The wire assemblies routed through the overhead to the overhead circuit breaker panels are intended to pass under support brackets; however, the accident helicopter had retaining clips installed on the upper portion of the left-side support bracket, as shown in figure 2. The chaffed wire was secured by one of the retaining clips that was installed on the upper portion of the left-side support bracket. Additionally, the right-side support bracket also had retaining clips installed on the upper surface, but there was no wire chaffing observed.
Wire P190A6-G also was chafed further aft in the main cabin overhead, where it rubbed against the lower outer corner of a cooling fin on the No. 1 diode module (Diode A77; p/n 3G2430V00352). The external sheathing to the wire at this location was damaged, but the internal wiring was not exposed.
After the accident, on October 11, 2022, the helicopter manufacturer issued Emergency Alert Service Bulletin (ASB) No. 139-731 to require inspections of the forward cabin roof ceiling harnesses and their installation to identify potential wire chafing conditions. Specifically, the ASB required a borescope inspection to identify if the cable assemblies were incorrectly routed above their respective support brackets. If a cable assembly was incorrectly routed above a support bracket, then the ASB required additional examination of the cable assembly for evidence of wire chafing and damage to the collective C3 torque tube. Any support bracket with retaining clips incorrectly installed on the upper surface are to be removed from service and replaced with a support bracket manufactured with retaining clips installed on the lower surface to ensure proper routing of the cable assemblies beneath the support bracket. Finally, the ASB required a visual inspection of the cable assembly adjacent to the No. 1 diode module (Diode A77) for chafing and damage, and to ensure there was at least 10 mm of clearance between the cable harness and the diode module.

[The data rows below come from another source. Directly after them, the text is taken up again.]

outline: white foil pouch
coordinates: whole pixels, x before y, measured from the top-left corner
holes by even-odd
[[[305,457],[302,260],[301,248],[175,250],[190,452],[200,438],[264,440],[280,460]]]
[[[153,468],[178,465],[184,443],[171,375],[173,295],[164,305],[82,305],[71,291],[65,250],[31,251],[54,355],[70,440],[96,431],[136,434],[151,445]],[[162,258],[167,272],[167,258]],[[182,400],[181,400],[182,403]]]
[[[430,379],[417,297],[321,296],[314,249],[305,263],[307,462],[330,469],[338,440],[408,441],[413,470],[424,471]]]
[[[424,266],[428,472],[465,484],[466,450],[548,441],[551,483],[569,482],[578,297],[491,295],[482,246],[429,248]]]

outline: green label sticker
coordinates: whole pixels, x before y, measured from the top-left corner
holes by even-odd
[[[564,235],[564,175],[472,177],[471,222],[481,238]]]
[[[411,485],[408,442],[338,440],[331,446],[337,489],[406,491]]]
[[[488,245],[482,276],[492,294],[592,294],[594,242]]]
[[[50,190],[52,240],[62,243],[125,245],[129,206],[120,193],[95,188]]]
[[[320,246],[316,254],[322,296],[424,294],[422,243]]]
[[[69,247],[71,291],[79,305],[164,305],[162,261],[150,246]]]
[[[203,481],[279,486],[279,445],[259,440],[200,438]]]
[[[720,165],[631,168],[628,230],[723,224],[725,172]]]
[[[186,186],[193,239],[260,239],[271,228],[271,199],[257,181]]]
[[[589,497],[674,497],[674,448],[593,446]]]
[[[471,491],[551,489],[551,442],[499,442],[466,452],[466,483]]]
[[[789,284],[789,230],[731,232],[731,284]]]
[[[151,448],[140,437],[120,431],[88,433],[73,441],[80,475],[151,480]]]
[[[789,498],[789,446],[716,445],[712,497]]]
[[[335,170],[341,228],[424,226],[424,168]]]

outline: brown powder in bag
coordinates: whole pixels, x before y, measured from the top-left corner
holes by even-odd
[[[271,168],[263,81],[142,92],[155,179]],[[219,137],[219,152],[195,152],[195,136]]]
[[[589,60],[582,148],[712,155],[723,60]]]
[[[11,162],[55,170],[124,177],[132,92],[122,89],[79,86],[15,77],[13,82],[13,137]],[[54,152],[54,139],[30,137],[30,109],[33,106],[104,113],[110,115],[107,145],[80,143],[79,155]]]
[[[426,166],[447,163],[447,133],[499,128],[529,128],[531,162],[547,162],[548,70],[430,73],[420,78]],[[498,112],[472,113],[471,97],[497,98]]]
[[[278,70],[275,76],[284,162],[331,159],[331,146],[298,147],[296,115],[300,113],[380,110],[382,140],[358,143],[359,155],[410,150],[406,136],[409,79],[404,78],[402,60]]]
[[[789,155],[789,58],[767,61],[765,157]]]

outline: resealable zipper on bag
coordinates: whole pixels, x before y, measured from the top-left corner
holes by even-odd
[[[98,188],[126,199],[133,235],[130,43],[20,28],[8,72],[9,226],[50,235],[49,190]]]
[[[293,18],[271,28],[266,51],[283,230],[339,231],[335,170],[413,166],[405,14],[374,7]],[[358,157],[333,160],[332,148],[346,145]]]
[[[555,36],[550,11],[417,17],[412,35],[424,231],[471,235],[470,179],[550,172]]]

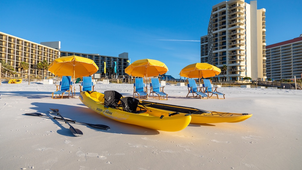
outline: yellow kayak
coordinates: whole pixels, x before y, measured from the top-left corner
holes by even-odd
[[[8,83],[9,84],[13,83],[16,80],[16,79],[11,79],[8,81]]]
[[[22,82],[22,79],[20,79],[15,80],[12,83],[11,83],[19,84],[21,83]]]
[[[181,114],[191,114],[191,123],[209,123],[227,122],[239,122],[247,119],[253,115],[251,114],[234,113],[207,111],[199,109],[175,106],[143,101],[140,104],[148,109],[156,108],[159,110],[168,111],[177,111]]]
[[[130,113],[123,111],[126,110],[124,106],[118,106],[116,108],[111,108],[104,105],[104,94],[97,91],[82,91],[80,94],[79,98],[86,106],[105,117],[152,129],[178,131],[187,127],[191,121],[189,114],[170,114],[172,112],[154,108],[144,110],[143,108],[137,107],[136,111]],[[121,101],[124,98],[137,100],[131,97],[126,97]]]

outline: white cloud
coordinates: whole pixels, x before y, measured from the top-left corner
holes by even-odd
[[[196,42],[200,42],[200,40],[159,40],[160,41],[194,41]]]

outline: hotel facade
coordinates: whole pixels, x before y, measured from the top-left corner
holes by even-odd
[[[266,78],[265,9],[257,1],[224,1],[213,6],[207,35],[201,37],[201,62],[222,69],[225,81]]]
[[[300,37],[266,46],[267,75],[274,81],[301,78],[302,34]]]
[[[39,44],[0,32],[0,60],[4,60],[12,66],[16,72],[22,71],[19,70],[18,68],[21,62],[25,62],[29,63],[30,76],[32,79],[42,78],[43,71],[37,69],[37,63],[46,60],[50,64],[54,60],[60,57],[73,55],[93,60],[99,67],[97,73],[101,73],[102,75],[104,75],[104,62],[106,62],[107,68],[114,68],[116,62],[117,75],[121,76],[126,74],[125,73],[125,69],[129,63],[127,62],[129,60],[127,53],[120,54],[117,57],[61,51],[60,50],[60,41],[41,42]],[[108,72],[107,75],[111,75],[113,74],[112,71],[110,72]],[[25,75],[24,78],[28,78],[28,71],[24,73]],[[2,74],[2,77],[21,78],[23,75],[23,73],[20,73],[14,75]],[[56,76],[47,71],[45,76],[47,79]]]

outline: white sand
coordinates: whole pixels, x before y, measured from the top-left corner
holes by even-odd
[[[237,123],[190,124],[178,132],[115,121],[79,98],[52,99],[54,85],[2,82],[0,85],[0,169],[300,169],[302,91],[220,88],[225,99],[186,98],[185,87],[167,85],[159,102],[207,110],[252,114]],[[78,98],[79,88],[76,86]],[[131,84],[95,85],[132,96]],[[158,102],[158,100],[150,100]],[[50,114],[106,125],[109,130],[24,115]],[[55,114],[53,115],[55,116]]]

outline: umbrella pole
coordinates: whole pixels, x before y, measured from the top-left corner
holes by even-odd
[[[199,80],[199,90],[201,90],[200,88],[200,71],[198,71],[198,79]]]
[[[74,61],[73,61],[73,97],[76,97],[76,71],[75,70]]]
[[[146,92],[147,93],[147,94],[148,95],[148,84],[147,82],[147,78],[148,77],[148,75],[147,74],[147,67],[146,67],[145,69],[145,72],[146,73]],[[147,100],[148,99],[148,97],[147,97]]]

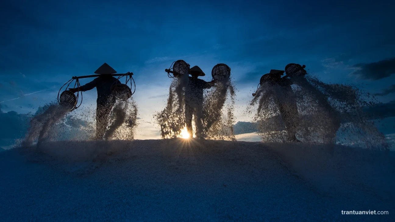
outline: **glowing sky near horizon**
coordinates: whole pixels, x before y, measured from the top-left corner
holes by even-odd
[[[372,63],[395,57],[395,30],[389,28],[395,27],[394,6],[387,1],[1,4],[2,111],[34,112],[56,100],[71,76],[92,74],[105,62],[135,73],[137,139],[158,136],[152,115],[165,104],[171,79],[164,70],[178,59],[199,66],[207,81],[215,64],[231,68],[237,121],[251,120],[243,112],[260,76],[290,63],[306,65],[324,81],[363,85],[372,93],[395,82],[392,71],[371,70]],[[356,72],[361,68],[364,72]],[[81,108],[94,109],[96,95],[84,94]],[[395,94],[378,99],[393,100]]]

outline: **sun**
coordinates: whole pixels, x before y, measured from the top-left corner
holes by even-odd
[[[188,139],[190,137],[189,133],[188,132],[186,127],[184,126],[184,129],[181,130],[181,137],[183,139]]]

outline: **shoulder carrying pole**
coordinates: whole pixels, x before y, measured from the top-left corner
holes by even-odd
[[[132,72],[128,72],[127,73],[118,73],[118,74],[109,74],[109,75],[111,76],[121,76],[124,75],[133,75],[133,73]],[[98,75],[83,75],[82,76],[73,76],[73,79],[83,79],[84,78],[91,78],[92,77],[99,77],[101,75],[103,75],[102,74],[98,74]]]

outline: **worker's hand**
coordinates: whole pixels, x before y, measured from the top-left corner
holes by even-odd
[[[73,93],[75,93],[78,92],[78,88],[69,88],[69,90]]]

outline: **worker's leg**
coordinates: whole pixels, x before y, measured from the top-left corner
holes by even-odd
[[[96,110],[96,139],[103,139],[108,125],[110,112],[115,103],[108,101],[97,104]]]
[[[196,103],[195,107],[195,117],[196,119],[196,138],[202,139],[202,134],[203,133],[203,126],[202,124],[202,119],[203,117],[203,100],[199,100]]]
[[[287,96],[286,94],[284,95]],[[299,115],[296,103],[290,98],[279,98],[276,100],[286,128],[288,140],[297,141],[295,134],[299,123]]]

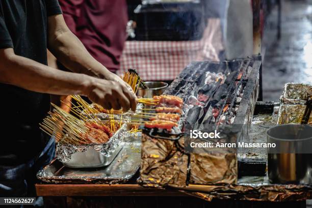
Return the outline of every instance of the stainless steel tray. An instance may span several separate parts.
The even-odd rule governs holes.
[[[58,159],[64,165],[70,168],[95,168],[109,165],[120,151],[122,137],[126,132],[126,124],[124,124],[103,144],[89,145],[57,145]]]
[[[39,179],[55,184],[124,183],[128,181],[141,165],[141,138],[127,137],[121,143],[122,148],[112,163],[101,168],[71,168],[57,160],[37,174]]]
[[[118,145],[115,149],[113,154],[108,157],[94,149],[93,147],[90,146],[86,151],[74,153],[71,155],[70,160],[63,164],[66,167],[76,168],[106,166],[113,162],[122,148],[122,146]]]

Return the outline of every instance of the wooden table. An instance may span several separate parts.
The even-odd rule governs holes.
[[[305,201],[272,202],[214,199],[211,202],[174,190],[137,184],[37,184],[47,207],[305,207]]]

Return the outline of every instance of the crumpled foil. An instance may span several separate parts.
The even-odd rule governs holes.
[[[89,107],[91,108],[94,108],[95,104],[90,104]],[[138,113],[142,112],[141,109],[143,108],[143,105],[142,103],[138,103],[137,105],[137,110],[135,113],[132,111],[128,111],[125,112],[122,114],[113,114],[114,115],[114,119],[115,120],[125,120],[128,119],[128,121],[130,121],[131,116],[133,115],[135,113]],[[98,114],[90,114],[84,111],[82,112],[82,115],[85,117],[89,118],[90,116],[92,117],[97,117],[99,118],[100,120],[110,120],[111,117],[112,116],[112,114],[109,114],[105,113],[100,113]]]
[[[190,167],[191,184],[235,184],[237,181],[235,153],[191,153]]]
[[[143,133],[138,183],[146,187],[185,187],[189,157],[182,152],[184,147],[179,147],[184,142],[183,137],[173,141]]]
[[[126,136],[126,135],[129,135]],[[141,165],[141,138],[139,134],[125,134],[122,149],[107,166],[97,168],[65,167],[57,160],[40,170],[38,179],[53,184],[116,184],[128,181]]]
[[[301,123],[305,107],[300,105],[281,105],[278,110],[277,124]],[[312,123],[312,115],[310,116],[308,123]]]
[[[284,105],[305,105],[312,98],[312,85],[302,83],[286,83],[280,98]]]
[[[184,152],[184,137],[158,138],[143,133],[139,183],[145,187],[186,187],[189,183],[236,183],[235,153],[190,154]]]
[[[62,163],[67,163],[71,158],[72,154],[80,152],[84,152],[90,146],[103,155],[109,157],[119,145],[121,142],[121,138],[126,132],[126,124],[124,124],[113,135],[108,142],[105,144],[91,144],[87,145],[69,145],[57,144],[56,145],[56,153],[58,160]]]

On October 12, 2022, the European Union Aviation Safety Agency (EASA) issued Emergency Airworthiness Directive (AD) No. 2022-0209-E based on the helicopter manufacturer’s Emergency ASB No. 139-731. The Emergency AD required a borescope inspection of the cable installation inside the forward cabin roof ceiling within 10 flight hours, and a visual inspection of the cable assembly adjacent to the No. 1 diode module (Diode A77) for chafing and damage within 25 flight hours.